The consuls Publius Sulpicius and Decius Mus were sent out as generals against Pyrrhus. A battle being commenced, Pyrrhus was wounded, his elephants killed, twenty thousand of the enemy slain, and of the Romans only five thousand. Pyrrhus was forced to retire to Tarentum.
XIV
After the lapse of a year, Fabricius was sent out against Pyrrhus, the same who, when he was before among the ambassadors, could not be won with a promise of the fourth part of his kingdom. As Fabricius and the king had their camps near to each other, the physician of Pyrrhus came to Fabricius by night, offering to despatch Pyrrhus by poison, if he would promise him some remuneration; upon which Fabricius ordered that he should be taken back in chains to his master, and that information should be given to Pyrrhus of the proposals which the physician had made against his life. The king, struck with admiration of his conduct, is reported to have exclaimed on the occasion, “That excellent Fabricius is a man who can less easily be diverted from the path of honour, than the sun from its course.” Pyrrhus then departed for Sicily. Fabricius, after defeating the Samnites and Lucanians, obtained a triumph.

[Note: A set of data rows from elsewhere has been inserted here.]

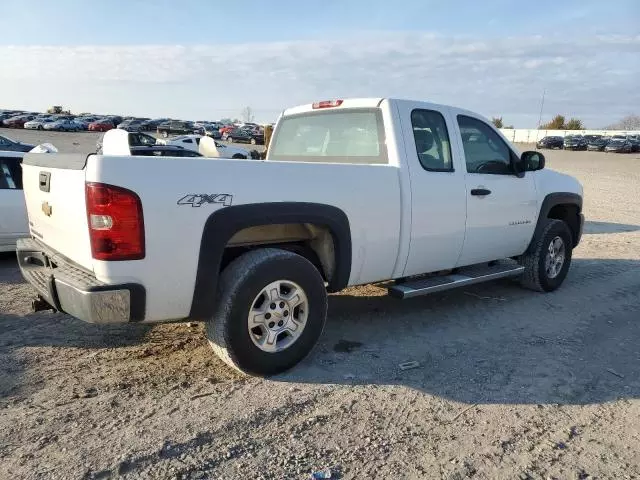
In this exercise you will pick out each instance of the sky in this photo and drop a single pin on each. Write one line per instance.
(205, 60)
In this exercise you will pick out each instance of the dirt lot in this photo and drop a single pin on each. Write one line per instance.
(511, 384)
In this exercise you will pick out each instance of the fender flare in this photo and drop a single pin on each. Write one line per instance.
(550, 201)
(224, 223)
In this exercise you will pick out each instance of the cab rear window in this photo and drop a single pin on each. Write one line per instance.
(343, 136)
(10, 173)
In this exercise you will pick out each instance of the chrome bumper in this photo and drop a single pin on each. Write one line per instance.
(71, 289)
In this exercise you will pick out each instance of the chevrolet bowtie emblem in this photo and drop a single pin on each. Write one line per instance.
(46, 209)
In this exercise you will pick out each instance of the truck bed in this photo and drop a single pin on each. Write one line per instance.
(179, 194)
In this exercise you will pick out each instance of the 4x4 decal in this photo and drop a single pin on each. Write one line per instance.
(198, 199)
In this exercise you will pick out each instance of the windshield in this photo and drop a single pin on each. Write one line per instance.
(347, 136)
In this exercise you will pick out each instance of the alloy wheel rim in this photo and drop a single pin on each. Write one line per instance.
(278, 316)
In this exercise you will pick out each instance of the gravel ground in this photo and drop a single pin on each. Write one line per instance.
(511, 383)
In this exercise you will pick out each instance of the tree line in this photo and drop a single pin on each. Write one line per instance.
(559, 122)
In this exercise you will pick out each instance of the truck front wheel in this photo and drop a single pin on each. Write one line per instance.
(270, 311)
(547, 262)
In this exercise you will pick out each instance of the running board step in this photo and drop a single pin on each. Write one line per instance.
(469, 276)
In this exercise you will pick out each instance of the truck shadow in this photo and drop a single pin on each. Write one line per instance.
(9, 270)
(18, 333)
(594, 228)
(495, 343)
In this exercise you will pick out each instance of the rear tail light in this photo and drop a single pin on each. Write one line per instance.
(327, 104)
(116, 224)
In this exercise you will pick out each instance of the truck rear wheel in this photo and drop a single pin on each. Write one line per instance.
(270, 311)
(547, 264)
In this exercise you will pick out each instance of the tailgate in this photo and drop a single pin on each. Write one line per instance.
(54, 190)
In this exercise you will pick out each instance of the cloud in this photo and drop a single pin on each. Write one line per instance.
(591, 77)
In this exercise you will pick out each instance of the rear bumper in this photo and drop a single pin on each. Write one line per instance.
(71, 289)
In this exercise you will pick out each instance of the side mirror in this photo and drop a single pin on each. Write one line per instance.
(531, 161)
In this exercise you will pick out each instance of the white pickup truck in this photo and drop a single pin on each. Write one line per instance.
(421, 196)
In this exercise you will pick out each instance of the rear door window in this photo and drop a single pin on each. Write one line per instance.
(10, 173)
(432, 140)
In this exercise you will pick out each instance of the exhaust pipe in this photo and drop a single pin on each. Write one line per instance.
(39, 304)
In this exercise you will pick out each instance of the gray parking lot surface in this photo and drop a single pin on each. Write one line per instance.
(508, 384)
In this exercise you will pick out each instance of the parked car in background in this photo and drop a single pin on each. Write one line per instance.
(243, 136)
(213, 131)
(102, 125)
(37, 123)
(550, 142)
(574, 142)
(177, 127)
(17, 121)
(132, 125)
(598, 144)
(226, 128)
(618, 145)
(135, 139)
(13, 211)
(8, 144)
(251, 248)
(635, 142)
(64, 125)
(152, 125)
(192, 142)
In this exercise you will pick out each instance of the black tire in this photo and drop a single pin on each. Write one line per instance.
(239, 284)
(535, 275)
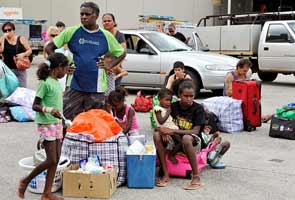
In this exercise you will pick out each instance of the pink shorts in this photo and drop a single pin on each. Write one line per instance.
(50, 132)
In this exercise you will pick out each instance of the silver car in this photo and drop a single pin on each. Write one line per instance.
(150, 58)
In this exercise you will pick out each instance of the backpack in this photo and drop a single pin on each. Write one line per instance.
(142, 103)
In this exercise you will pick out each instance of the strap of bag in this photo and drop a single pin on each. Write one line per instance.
(17, 44)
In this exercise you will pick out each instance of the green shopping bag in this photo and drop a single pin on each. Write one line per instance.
(8, 81)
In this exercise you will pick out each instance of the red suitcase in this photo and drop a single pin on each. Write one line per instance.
(249, 91)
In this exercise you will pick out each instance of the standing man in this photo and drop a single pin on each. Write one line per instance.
(88, 42)
(174, 33)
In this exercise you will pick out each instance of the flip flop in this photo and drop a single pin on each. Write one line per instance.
(219, 165)
(192, 186)
(162, 183)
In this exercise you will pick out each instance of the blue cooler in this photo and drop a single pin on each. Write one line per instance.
(141, 170)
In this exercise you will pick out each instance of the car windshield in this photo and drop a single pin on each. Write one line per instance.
(292, 26)
(166, 43)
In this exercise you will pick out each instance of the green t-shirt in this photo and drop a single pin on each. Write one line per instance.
(50, 92)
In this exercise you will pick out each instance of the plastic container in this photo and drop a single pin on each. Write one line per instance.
(141, 170)
(37, 184)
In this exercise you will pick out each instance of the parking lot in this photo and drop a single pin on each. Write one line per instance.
(258, 167)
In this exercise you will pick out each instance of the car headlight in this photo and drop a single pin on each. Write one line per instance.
(219, 67)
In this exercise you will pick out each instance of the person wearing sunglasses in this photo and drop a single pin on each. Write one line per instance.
(172, 32)
(51, 33)
(9, 49)
(89, 43)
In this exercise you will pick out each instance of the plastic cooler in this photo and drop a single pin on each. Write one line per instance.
(38, 183)
(141, 170)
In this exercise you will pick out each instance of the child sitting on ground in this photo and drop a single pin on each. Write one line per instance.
(179, 74)
(164, 119)
(123, 113)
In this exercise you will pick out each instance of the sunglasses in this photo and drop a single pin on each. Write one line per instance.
(7, 30)
(86, 14)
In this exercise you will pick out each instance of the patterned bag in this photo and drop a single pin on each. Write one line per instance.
(23, 97)
(22, 114)
(8, 81)
(142, 103)
(228, 111)
(111, 151)
(4, 114)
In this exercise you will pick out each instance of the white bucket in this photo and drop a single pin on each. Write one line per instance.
(38, 183)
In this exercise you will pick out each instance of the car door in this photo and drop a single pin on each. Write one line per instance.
(277, 51)
(142, 63)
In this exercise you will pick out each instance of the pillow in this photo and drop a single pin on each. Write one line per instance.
(22, 96)
(22, 114)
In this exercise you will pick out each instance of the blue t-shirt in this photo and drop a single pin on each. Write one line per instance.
(87, 46)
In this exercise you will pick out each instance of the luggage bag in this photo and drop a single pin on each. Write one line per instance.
(282, 128)
(249, 91)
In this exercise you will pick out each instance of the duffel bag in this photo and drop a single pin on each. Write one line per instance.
(282, 128)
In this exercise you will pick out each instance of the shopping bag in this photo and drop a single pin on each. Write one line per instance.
(21, 63)
(8, 80)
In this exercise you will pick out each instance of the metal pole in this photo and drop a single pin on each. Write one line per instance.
(228, 10)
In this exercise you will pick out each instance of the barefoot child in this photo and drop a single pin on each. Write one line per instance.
(123, 113)
(163, 119)
(189, 116)
(48, 106)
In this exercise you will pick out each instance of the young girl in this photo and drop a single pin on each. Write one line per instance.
(48, 106)
(123, 113)
(189, 116)
(163, 119)
(179, 74)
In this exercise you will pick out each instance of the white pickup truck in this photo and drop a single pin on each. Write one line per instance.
(270, 47)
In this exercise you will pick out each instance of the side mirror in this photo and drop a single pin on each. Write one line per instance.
(147, 51)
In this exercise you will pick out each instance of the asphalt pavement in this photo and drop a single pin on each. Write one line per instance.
(258, 167)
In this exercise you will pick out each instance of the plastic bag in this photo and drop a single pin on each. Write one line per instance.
(96, 122)
(142, 103)
(8, 80)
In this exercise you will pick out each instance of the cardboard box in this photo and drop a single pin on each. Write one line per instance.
(89, 185)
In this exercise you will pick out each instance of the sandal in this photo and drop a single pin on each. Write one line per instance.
(162, 183)
(193, 186)
(50, 196)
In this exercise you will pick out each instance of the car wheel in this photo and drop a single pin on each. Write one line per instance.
(196, 80)
(267, 76)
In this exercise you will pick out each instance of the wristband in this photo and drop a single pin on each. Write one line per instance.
(47, 109)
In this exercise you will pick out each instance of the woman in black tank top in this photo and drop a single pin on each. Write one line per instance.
(9, 49)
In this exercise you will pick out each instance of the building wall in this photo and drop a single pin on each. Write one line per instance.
(126, 12)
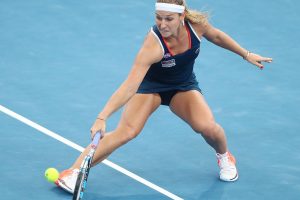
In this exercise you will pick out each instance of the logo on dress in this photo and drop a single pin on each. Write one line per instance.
(168, 63)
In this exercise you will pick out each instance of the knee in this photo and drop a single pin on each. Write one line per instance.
(208, 129)
(128, 133)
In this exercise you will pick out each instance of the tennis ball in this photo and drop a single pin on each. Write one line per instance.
(51, 174)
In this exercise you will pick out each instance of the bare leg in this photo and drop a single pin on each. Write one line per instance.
(133, 119)
(192, 108)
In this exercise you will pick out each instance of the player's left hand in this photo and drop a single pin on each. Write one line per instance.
(257, 60)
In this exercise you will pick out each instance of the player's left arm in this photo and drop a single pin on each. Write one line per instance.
(221, 39)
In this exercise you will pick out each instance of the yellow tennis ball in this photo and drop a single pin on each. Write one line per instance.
(51, 174)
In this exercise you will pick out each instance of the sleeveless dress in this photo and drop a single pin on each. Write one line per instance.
(174, 72)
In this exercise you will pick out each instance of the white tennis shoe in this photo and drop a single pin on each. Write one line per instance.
(228, 171)
(67, 180)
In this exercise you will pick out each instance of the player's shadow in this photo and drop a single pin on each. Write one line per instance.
(96, 196)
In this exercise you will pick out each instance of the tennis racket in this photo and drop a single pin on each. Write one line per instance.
(85, 169)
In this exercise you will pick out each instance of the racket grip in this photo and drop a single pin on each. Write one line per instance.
(96, 140)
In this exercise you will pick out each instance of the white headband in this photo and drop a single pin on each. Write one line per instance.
(169, 7)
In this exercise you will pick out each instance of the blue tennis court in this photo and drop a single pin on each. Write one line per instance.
(61, 60)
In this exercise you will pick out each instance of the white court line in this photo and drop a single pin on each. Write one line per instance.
(79, 148)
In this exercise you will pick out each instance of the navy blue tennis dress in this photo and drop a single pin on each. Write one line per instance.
(172, 73)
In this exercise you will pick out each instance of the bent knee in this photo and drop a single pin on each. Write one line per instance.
(207, 129)
(128, 133)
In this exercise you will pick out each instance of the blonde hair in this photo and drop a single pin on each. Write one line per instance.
(192, 16)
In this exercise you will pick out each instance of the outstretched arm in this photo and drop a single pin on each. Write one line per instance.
(221, 39)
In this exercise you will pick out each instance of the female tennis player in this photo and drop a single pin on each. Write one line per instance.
(162, 74)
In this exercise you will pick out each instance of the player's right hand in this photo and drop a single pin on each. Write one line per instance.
(98, 126)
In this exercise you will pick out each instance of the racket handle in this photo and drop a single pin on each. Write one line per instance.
(96, 140)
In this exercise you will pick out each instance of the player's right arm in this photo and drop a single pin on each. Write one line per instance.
(150, 52)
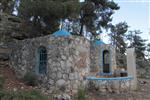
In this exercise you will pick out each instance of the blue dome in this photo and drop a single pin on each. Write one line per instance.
(99, 42)
(61, 32)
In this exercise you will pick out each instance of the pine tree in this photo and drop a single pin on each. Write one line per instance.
(137, 42)
(7, 6)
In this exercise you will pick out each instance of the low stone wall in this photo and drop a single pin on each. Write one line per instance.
(109, 86)
(68, 61)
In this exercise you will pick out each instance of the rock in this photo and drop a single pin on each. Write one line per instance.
(59, 75)
(60, 82)
(71, 76)
(62, 97)
(63, 57)
(51, 82)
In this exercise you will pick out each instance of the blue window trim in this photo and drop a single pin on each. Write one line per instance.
(102, 65)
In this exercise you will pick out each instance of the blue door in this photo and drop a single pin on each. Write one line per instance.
(42, 58)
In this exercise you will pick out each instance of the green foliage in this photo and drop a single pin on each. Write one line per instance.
(46, 14)
(137, 42)
(30, 78)
(2, 80)
(22, 95)
(81, 94)
(96, 15)
(7, 6)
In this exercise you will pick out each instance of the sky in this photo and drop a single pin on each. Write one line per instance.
(137, 15)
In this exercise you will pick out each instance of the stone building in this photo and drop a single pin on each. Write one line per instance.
(63, 61)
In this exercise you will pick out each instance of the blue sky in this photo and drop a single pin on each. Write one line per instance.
(136, 13)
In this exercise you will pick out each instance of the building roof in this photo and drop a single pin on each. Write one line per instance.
(61, 32)
(99, 42)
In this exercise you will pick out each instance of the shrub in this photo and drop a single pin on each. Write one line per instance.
(2, 80)
(22, 95)
(31, 79)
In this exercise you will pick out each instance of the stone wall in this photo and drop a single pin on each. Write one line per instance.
(68, 61)
(110, 86)
(97, 58)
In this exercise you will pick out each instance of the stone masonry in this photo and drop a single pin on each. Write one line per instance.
(68, 60)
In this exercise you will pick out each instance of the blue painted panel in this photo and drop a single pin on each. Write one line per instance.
(99, 42)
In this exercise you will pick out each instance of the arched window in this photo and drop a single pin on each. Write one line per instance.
(42, 60)
(106, 61)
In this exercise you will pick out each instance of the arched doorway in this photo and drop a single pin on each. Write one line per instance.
(106, 61)
(42, 60)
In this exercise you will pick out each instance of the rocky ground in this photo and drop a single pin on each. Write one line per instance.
(142, 93)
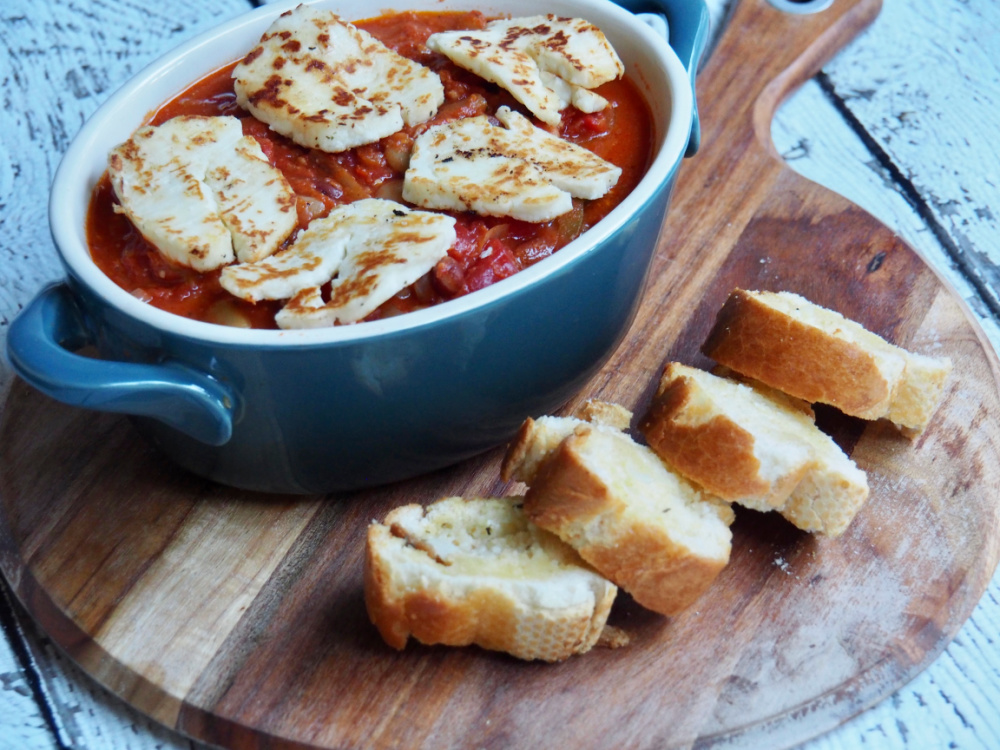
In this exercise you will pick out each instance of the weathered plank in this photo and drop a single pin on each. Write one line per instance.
(952, 704)
(60, 61)
(949, 702)
(928, 81)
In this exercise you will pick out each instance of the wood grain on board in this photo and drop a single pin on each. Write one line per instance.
(238, 618)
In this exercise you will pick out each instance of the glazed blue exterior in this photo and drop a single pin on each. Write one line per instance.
(317, 418)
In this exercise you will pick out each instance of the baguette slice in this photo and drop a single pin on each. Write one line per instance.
(537, 438)
(645, 528)
(758, 448)
(816, 354)
(476, 571)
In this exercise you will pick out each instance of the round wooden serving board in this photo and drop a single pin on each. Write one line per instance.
(239, 620)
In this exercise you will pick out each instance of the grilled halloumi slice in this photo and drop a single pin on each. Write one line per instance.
(546, 62)
(201, 192)
(519, 171)
(374, 247)
(328, 85)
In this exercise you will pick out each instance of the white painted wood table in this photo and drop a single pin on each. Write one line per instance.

The consuls Manius Curius Dentatus and Cornelius Lentulus were next sent against Pyrrhus; and Curius came to an engagement with him, cut off his army, drove him back to Tarentum. and took his camp. On that day were slain twenty-three thousand of the enemy. Curius Dentatus triumphed in his consulate. He was the first that brought elephants to Rome, in number, four. Pyrrhus also soon after quitted Tarentum, and was killed at Argos, a city of Greece.
XV
In the consulshi
p of Caius Fabricius Licinus and Caius Claudius Canina, in the four hundred and sixty-first year from the foundation of the city, ambassadors, from Alexandria, despatched by Ptolemy, arrived at Rome, and obtained from the Romans the friendship which they solicited.
XVI
In the consulate of Quintus Ogulnius and Caius Fabius Pictor, the Picenians commenced a war, and were conquered by the succeeding consuls Publius Sempronius and Appius Claudius, and a triumph was celebrated over them. Two cities were founded by the Romans, Ariminum in Gaul, and Beneventum in Samnium.
XVII
When Marcus Attilius Regulus and Lucius Junius Libo were consuls, war was declared against the Sallentines in Apulia; and the Brundusians and their city were taken, and a triumph granted on their subjugation.
XVIII
In the four hundred and seventy-seventh year of the city, although the Roman name had now become famous, yet their arms had not been carried out of Italy. That it might be ascertained, therefore, what the forces of the Romans were, a census was taken. On this occasion the number of citizens was found to be two hundred and ninety-two thousand, three hundred and thirty-four, although from the founding of the city wars had never ceased. It was then that the first war was undertaken against the Africans, in the consulate of Appius Claudius and Quintus Fulvius. A battle was fought with them in Sicily; and Appius Claudius obtained a triumph for a victory over the Africans and Hiero king of Sicily.